Upstage's AI plagiarism controversy ends…K-AI ecosystem verification draws attention

The 'model plagiarism suspicion' that had been entangled in Upstage, a leading domestic artificial intelligence (AI) startup, at the beginning of the new year has been resolved as a happening just two days later.

This controversy, sparked by a public complaint from a competitor's CEO, has been resolved with an official apology from the parties involved. However, it has gone beyond a simple battle of wits and raised the question of "where does independent technology begin?" in the domestic AI ecosystem. The verification process for the government-led "Independent AI Foundation Model" project and the ethics of healthy competition among technology startups are now being put to the test. The industry is unanimous in its call for the urgent establishment of a scientific and transparent verification system that can ensure the reliability of "Korean AI."

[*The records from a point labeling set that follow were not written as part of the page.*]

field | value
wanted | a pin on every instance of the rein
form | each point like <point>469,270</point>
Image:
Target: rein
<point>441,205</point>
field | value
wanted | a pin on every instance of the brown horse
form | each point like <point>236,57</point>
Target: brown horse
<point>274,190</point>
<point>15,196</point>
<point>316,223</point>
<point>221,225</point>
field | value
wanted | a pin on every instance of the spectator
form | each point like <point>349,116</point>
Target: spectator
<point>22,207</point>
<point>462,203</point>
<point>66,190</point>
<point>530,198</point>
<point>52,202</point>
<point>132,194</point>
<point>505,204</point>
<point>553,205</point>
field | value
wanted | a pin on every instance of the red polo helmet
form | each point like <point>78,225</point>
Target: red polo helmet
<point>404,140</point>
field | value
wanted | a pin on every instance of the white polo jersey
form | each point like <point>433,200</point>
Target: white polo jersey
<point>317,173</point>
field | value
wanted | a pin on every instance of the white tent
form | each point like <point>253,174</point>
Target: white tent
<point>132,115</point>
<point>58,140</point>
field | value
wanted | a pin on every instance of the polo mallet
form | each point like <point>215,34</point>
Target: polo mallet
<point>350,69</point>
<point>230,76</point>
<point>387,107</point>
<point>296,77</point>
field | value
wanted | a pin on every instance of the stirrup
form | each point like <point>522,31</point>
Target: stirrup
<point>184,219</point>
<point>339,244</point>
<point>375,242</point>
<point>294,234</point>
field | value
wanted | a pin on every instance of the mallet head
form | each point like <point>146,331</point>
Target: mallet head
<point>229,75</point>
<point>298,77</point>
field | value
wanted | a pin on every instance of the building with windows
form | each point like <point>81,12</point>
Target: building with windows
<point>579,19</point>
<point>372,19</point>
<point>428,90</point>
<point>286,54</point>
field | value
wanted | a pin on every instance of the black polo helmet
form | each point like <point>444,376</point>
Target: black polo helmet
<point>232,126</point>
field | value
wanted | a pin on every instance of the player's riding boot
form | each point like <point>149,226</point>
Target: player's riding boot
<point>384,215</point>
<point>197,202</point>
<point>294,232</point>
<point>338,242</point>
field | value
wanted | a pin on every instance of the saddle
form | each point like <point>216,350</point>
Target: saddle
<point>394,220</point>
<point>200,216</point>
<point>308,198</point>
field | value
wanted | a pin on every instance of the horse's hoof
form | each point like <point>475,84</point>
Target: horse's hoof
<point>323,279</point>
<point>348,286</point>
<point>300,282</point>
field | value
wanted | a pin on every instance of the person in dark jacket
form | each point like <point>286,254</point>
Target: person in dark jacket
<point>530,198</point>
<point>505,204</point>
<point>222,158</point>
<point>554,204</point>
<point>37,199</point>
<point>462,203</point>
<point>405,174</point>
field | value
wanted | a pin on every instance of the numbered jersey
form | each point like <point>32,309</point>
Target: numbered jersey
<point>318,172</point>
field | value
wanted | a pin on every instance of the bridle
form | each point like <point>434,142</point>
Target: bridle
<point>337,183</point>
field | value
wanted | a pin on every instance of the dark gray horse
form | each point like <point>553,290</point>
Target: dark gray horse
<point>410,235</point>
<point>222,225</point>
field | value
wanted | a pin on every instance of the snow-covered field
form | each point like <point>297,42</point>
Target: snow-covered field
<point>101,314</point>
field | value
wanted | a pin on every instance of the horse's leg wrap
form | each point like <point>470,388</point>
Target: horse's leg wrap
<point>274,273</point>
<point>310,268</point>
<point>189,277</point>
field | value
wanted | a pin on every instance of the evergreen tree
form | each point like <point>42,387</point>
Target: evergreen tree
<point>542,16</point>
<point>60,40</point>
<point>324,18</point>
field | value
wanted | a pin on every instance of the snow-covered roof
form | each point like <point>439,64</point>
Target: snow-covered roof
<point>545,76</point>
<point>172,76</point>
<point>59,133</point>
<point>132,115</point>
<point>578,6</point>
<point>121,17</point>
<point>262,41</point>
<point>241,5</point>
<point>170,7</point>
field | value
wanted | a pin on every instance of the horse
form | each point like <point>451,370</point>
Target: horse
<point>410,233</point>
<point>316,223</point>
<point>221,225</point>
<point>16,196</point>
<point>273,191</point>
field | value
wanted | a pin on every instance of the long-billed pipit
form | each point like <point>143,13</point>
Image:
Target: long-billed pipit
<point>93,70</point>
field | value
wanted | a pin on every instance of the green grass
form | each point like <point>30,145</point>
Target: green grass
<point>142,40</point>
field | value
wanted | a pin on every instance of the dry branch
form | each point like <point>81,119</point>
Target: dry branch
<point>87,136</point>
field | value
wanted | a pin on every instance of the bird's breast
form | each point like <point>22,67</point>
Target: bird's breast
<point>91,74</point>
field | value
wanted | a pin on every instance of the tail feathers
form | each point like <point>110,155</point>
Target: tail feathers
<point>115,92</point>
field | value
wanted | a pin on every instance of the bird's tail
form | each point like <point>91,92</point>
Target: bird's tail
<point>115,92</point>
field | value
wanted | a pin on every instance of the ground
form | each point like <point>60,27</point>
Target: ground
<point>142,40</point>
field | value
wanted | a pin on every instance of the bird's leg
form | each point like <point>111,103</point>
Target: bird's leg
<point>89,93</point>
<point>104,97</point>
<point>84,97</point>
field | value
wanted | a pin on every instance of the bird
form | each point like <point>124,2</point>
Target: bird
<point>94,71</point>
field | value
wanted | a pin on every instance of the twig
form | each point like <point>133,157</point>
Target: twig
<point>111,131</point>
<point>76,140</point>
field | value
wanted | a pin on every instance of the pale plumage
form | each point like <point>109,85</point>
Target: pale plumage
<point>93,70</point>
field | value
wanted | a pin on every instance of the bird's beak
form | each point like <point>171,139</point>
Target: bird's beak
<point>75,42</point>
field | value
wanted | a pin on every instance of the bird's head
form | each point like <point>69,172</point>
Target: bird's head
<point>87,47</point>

The incident began on January 1st, when Seok-Hyeon Ko, CEO of Psionic AI, raised suspicions via social media that Upstage's large-scale language model (LLM) "Solar Open 100B" closely resembled a model from China's Zhipu AI. Ko cited a technical analysis showing that the cosine similarity between the layer normalization (LayerNorm) weights of the two models reached 96.8%. This immediately sparked a heated debate in the developer community, with some questioning whether a copied model was being used in a national project funded by taxpayer money.

However, Upstage immediately launched a rebuttal. Upstage explained, "During large-scale model learning, the phenomenon of statistical values of a specific layer converging can occur due to structural characteristics," and pointed out that concluding replication solely based on parameter similarity was a technical error. Furthermore, Upstage chose to tackle the issue head-on, announcing a public verification session with external experts and a live YouTube broadcast to clear up the suspicions. Finally, on the 2nd, a day after the issue was raised, CEO Ko posted an official apology, stating, "We accept the criticism that it is difficult to conclude weight sharing based solely on layer value similarity," and the controversy was concluded to have stemmed from a technical misunderstanding.

Where does AI technology independence begin and end?
This incident clearly demonstrates the high difficulty of verification in the technologically advanced generative AI market. LLMs consist of hundreds of billions of parameters, making it difficult to assess the originality of the underlying technology solely based on numerical similarities in a few sections. Especially in the AI field, where the open-source ecosystem is vibrant, "convergent evolution" can occur, where even different models converge to similar results depending on the architecture and training data composition. Experts analyze that this controversy not only exposes the weaknesses of a fragmented metric like cosine similarity, but also confirms the absence of a "comprehensive verification protocol" acceptable to the public and the market.

"We acknowledge the criticism from many that it's difficult to conclude whether model weights are shared solely based on the cosine similarity of layer values. We apologize to Upstage staff for raising suspicions without rigorous verification and causing confusion." (Seonik AI CEO Seok-Hyeon Ko)

"The identified section is a structure where statistically similar values can be generated during the learning process. To resolve any doubts, we will transparently disclose and verify the code and experimental environment to the extent necessary." (Upstage statement)

Although the suspicions have been cleared, the repercussions of this incident are expected to be significant. First, the demand for verification of AI projects funded by public funds, including the government's "Dokpamo" project, is expected to intensify. Beyond simply measuring the performance of the results, standardization of "Model Cards" is required to transparently verify the source of the learning data, the training pipeline, and the architecture design process.

Venture capital industry insiders suggested, "As competition with global big tech intensifies, mutual verification and technological advancement are more crucial than wasteful 'exposure wars' between domestic startups." They added, "This public verification attempt should not be a one-time event, but rather become a new practice that enhances transparency in the industry." Going forward, how the Korean AI industry secures the asset known as "trust" will likely be a key variable in determining its global competitiveness.

On the one hand, there is a positive view that the industry has demonstrated a rapid self-correction ability in that it quickly raises issues, quickly verifies those issues within the ecosystem, and formally apologizes for situations that are explained and understood by the parties involved.